Quoi de plus concret, immédiatement visible, facile à mettre en oeuvre, que la promotion d’un langage inclusif dans l’entreprise ?
Proposer des formations spécifiques, s’assurer que la communication de l’entreprise soit inclusive, que les dirigeant·es s’engagent sur ce sujet et en parlent, quoi de mieux pour rejaillir positivement sur la marque employeur ?

Au final, perte ou profit ?

Evidemment, je vais avoir du mal à conclure cette argumentation avec une formule mathématique, à l’image des bilans comptables. Mais je suis à peu près sûre que c’est peu couteux à mettre en oeuvre et que ça peut potentiellement rapporter gros.

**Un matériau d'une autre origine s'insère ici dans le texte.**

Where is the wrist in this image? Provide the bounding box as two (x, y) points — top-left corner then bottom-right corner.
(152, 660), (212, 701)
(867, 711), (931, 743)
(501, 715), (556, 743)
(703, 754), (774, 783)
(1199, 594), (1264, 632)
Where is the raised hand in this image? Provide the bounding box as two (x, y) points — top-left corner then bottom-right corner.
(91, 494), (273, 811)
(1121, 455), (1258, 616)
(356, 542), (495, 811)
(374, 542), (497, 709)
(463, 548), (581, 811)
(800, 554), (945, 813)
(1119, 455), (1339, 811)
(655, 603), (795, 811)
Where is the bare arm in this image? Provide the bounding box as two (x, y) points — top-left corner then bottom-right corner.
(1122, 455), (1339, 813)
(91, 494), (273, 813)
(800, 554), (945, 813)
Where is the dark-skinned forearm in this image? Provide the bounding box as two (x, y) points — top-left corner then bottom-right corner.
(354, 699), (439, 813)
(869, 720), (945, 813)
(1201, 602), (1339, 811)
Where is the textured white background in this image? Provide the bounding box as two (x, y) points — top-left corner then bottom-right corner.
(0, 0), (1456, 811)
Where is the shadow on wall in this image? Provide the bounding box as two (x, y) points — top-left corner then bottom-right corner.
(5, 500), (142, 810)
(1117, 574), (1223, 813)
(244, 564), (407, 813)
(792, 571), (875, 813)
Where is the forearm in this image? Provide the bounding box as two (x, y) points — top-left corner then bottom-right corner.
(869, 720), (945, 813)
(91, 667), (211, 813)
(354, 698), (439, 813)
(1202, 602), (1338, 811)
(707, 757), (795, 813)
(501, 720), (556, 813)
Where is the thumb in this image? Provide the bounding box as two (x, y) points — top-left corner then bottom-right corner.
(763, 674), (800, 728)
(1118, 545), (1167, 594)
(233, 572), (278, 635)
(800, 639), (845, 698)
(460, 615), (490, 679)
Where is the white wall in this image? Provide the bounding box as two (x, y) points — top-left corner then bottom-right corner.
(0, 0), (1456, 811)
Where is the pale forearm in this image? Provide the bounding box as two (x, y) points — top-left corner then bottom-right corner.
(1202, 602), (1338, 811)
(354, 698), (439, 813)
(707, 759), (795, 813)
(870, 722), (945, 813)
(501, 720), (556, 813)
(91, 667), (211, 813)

Et je peux partager ma conviction : alors qu’on écrit dans le cadre professionnel des tonnes d’emails, de présentations et documents en tous genres, de messages de chat, le monde de l’entreprise est un terrain d’opportunités (que l’on soit salarié·e, dirigeant·e, indépendant·e, chef·fe d’entreprise…). On y a finalement le pouvoir de contribuer à une représentation plus juste du monde en choisissant et diffusant les mots justes, par la pratique d’une solution simple et peu coûteuse à mettre en oeuvre, le langage inclusif.